Profissionais da Saúde necessitam de rede de apoio psicossocial

Com jornadas longas e desgastantes física e emocionalmente, o trabalho dos profissionais da Saúde sempre apresentou altos riscos de sofrimento mental e adoecimento psíquico. Com a pandemia, a situação se agravou bastante, ressaltando a importância das redes de apoio psicossocial para estes trabalhadores e trabalhadoras tão essenciais.

Comprovando o sucesso da campanha nacional de vacinação, por mais que o Bolsonaro a tenha sabotado o quanto pôde, dados do Conselho Federal de Enfermagem (Confen) indicam que em setembro foram registradas apenas duas mortes por Covid-19 entre profissionais da Enfermagem no Brasil.

Isso indica que, finalmente, o controle da pandemia está no horizonte. No entanto, a preocupação com a saúde mental da população em geral, e dos profissionais da Saúde em específico, permanecerá e precisará ser alvo de políticas públicas e atenção de toda a sociedade.

 

Maioria teve problemas de saúde mental durante a pandemia

De acordo com pesquisa realizada pelo Conselho Regional de Enfermagem de São Paulo (Coren-SP), que ouviu 10.329 profissionais da categoria, 62,1% dos profissionais de enfermagem passaram por algum tipo de sofrimento mental relacionado ao trabalho durante a pandemia.

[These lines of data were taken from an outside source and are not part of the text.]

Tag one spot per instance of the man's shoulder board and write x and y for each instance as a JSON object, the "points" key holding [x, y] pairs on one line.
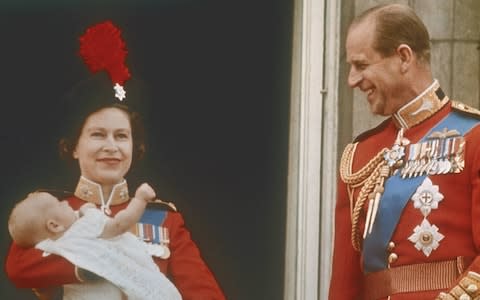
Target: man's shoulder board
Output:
{"points": [[458, 106]]}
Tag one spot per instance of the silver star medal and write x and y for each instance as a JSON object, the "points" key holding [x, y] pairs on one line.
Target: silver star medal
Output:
{"points": [[427, 197], [426, 237]]}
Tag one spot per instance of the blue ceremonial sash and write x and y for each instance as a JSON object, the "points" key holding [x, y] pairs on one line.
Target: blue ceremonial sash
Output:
{"points": [[396, 194]]}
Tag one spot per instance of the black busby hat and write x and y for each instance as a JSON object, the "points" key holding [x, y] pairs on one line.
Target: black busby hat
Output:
{"points": [[103, 51]]}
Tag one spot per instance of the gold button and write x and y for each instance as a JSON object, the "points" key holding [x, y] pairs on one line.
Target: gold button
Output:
{"points": [[465, 297], [392, 258], [391, 245], [472, 288]]}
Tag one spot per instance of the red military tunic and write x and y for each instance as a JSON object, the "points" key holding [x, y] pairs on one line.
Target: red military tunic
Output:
{"points": [[457, 216], [26, 268]]}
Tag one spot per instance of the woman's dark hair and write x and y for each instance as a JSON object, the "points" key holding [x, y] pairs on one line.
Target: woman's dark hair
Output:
{"points": [[93, 95]]}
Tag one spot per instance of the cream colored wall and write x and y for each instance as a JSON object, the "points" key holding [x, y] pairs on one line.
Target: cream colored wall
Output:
{"points": [[454, 27]]}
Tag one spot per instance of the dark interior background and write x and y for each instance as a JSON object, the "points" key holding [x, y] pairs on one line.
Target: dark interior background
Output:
{"points": [[217, 127]]}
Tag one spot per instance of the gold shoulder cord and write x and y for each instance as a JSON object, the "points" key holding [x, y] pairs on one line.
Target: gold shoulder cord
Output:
{"points": [[369, 176]]}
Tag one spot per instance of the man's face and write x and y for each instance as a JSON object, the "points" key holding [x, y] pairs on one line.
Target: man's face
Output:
{"points": [[377, 76]]}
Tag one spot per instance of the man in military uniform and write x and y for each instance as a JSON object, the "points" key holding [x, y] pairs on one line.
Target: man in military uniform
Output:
{"points": [[407, 222]]}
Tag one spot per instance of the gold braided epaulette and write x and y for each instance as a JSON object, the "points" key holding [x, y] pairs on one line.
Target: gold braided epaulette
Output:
{"points": [[465, 108]]}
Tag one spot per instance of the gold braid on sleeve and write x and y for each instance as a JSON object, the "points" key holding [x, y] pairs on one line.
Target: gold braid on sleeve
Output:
{"points": [[370, 177]]}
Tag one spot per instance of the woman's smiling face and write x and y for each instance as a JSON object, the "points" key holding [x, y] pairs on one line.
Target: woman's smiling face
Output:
{"points": [[104, 148]]}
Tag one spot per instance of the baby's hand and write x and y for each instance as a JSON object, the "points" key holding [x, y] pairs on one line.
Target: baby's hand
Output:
{"points": [[145, 192], [84, 207]]}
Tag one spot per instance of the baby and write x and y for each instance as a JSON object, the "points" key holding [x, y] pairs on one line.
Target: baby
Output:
{"points": [[95, 242]]}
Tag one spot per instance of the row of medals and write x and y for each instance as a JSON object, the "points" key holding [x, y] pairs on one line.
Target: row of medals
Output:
{"points": [[435, 156], [156, 247]]}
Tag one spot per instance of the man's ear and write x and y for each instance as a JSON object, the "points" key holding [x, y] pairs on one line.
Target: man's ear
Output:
{"points": [[406, 56], [54, 227], [75, 154]]}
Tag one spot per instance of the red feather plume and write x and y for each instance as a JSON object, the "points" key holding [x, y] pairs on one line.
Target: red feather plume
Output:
{"points": [[102, 48]]}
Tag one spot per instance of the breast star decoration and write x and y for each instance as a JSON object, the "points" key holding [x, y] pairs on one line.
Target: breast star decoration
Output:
{"points": [[426, 236]]}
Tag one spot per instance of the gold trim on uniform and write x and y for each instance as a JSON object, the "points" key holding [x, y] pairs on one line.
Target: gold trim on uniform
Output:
{"points": [[419, 109], [92, 192]]}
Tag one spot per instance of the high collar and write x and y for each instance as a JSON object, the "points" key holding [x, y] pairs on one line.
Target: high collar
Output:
{"points": [[421, 108], [92, 192]]}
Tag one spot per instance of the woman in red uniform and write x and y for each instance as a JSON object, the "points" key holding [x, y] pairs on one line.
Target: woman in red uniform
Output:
{"points": [[104, 137]]}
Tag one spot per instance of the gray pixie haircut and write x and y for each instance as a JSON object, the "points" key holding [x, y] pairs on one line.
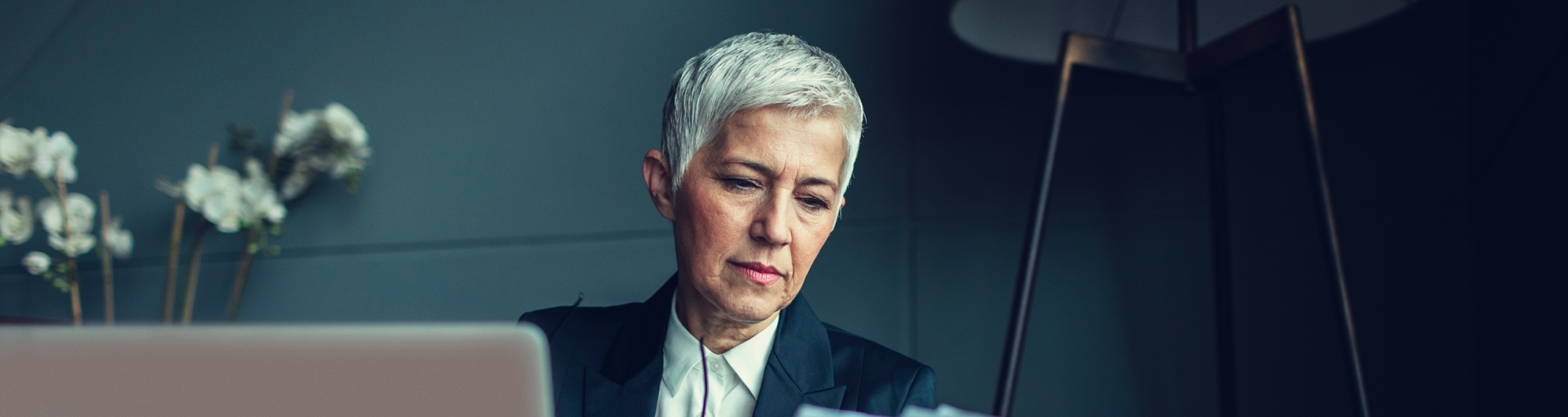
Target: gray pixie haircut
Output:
{"points": [[753, 71]]}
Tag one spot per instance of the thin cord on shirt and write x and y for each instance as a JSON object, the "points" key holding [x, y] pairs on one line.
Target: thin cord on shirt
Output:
{"points": [[703, 356]]}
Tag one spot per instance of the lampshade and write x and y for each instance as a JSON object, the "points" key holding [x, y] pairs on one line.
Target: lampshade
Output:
{"points": [[1030, 30]]}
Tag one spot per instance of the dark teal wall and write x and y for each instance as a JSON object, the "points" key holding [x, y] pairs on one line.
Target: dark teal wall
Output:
{"points": [[505, 177]]}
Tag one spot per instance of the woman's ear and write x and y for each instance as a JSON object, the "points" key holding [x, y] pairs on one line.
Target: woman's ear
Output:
{"points": [[656, 172]]}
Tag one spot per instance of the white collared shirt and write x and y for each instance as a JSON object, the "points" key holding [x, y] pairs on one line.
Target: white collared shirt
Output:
{"points": [[734, 380]]}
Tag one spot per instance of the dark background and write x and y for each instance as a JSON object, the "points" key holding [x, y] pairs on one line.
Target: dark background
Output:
{"points": [[507, 142]]}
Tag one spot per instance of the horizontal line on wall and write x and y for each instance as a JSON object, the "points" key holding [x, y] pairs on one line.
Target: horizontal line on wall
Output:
{"points": [[369, 248], [91, 265]]}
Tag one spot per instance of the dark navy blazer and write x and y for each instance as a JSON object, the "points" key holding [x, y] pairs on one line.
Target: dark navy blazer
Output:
{"points": [[609, 362]]}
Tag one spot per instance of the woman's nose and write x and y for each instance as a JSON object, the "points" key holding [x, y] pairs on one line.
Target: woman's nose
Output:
{"points": [[772, 223]]}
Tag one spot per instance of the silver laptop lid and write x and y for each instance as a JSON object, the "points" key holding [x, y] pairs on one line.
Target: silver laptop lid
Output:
{"points": [[276, 370]]}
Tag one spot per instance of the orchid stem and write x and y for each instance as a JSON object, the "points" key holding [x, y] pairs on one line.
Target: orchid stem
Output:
{"points": [[71, 259], [107, 259], [246, 256], [195, 260], [174, 263], [193, 271]]}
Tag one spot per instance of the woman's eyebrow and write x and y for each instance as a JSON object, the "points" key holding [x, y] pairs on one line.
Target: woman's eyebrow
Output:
{"points": [[767, 171]]}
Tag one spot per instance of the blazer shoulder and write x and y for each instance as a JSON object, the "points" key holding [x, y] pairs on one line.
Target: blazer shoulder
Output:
{"points": [[582, 333], [552, 317], [902, 380], [870, 353]]}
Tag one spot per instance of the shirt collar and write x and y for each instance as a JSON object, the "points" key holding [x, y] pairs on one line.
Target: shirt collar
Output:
{"points": [[748, 359]]}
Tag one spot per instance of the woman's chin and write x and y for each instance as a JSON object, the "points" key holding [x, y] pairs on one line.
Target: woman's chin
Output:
{"points": [[752, 313]]}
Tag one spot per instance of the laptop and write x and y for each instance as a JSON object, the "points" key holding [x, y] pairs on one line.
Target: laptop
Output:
{"points": [[276, 370]]}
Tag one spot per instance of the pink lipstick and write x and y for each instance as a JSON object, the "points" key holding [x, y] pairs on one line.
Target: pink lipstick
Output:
{"points": [[759, 273]]}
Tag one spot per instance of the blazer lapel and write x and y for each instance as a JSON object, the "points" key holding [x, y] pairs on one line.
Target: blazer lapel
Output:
{"points": [[626, 385], [800, 366]]}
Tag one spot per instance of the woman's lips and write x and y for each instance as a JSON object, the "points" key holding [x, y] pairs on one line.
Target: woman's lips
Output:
{"points": [[759, 273]]}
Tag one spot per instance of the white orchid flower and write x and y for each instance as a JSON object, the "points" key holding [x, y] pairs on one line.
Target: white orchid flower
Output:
{"points": [[118, 241], [36, 262], [16, 150], [55, 153], [261, 196], [337, 145], [78, 209], [76, 245], [344, 126], [16, 222], [295, 131], [223, 203], [78, 212]]}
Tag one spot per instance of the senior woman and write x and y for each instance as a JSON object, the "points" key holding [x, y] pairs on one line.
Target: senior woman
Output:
{"points": [[759, 140]]}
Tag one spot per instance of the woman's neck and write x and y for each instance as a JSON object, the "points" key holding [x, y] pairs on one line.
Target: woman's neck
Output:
{"points": [[710, 325]]}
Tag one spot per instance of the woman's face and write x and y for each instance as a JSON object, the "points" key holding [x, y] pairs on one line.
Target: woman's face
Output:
{"points": [[755, 207]]}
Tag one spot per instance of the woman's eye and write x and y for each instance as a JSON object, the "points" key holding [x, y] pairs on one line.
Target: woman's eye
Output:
{"points": [[814, 203], [740, 184]]}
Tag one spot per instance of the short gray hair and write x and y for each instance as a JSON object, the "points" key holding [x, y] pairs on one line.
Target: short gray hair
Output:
{"points": [[753, 71]]}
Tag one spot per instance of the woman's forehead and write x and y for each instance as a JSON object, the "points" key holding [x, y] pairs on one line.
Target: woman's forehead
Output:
{"points": [[778, 143]]}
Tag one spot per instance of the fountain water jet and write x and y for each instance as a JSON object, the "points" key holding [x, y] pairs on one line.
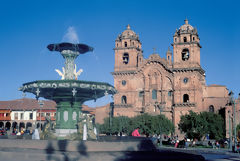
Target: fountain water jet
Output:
{"points": [[68, 93]]}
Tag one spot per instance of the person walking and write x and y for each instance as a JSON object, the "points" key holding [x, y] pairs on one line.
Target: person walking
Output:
{"points": [[136, 133]]}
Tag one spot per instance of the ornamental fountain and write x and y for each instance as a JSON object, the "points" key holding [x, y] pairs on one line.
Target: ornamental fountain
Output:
{"points": [[68, 93]]}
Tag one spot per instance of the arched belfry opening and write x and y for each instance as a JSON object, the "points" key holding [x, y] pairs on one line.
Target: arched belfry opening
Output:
{"points": [[154, 94], [125, 58], [211, 108], [185, 54], [185, 98], [124, 100]]}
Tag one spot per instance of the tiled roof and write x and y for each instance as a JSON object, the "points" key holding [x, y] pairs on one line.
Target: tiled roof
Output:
{"points": [[32, 104], [216, 85], [26, 104]]}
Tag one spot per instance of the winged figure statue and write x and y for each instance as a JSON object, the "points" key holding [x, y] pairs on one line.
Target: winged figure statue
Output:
{"points": [[76, 74], [62, 74]]}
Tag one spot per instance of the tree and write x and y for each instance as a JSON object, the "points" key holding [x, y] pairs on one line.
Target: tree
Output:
{"points": [[238, 132], [197, 125], [191, 125], [215, 125], [148, 125]]}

70,2% destes apresentaram sintomas físicos, como fraqueza, tonturas, dores, problemas respiratórios, esgotamento físico ou cansaço, enquanto 64,5% tiveram sintomas emocionais, como medo, sentimento de culpa, pânico, esgotamento mental ou pensamentos ruins.

Para 71,4% dos profissionais entrevistados, os sintomas estão relacionados à sobrecarga de trabalho. 40,1% queixaram-se de condições de trabalho, 38,4% da ausência de local para descanso e 28,5% de agressões verbais.

Um estudo da Fundação Oswaldo Cruz (Fiocruz) indicou um total de 1.292 óbitos entre profissionais da Saúde entre abril de 2020 e março de 2021, e que apenas 53,8% da categoria recebeu treinamento para o uso de equipamentos de proteção.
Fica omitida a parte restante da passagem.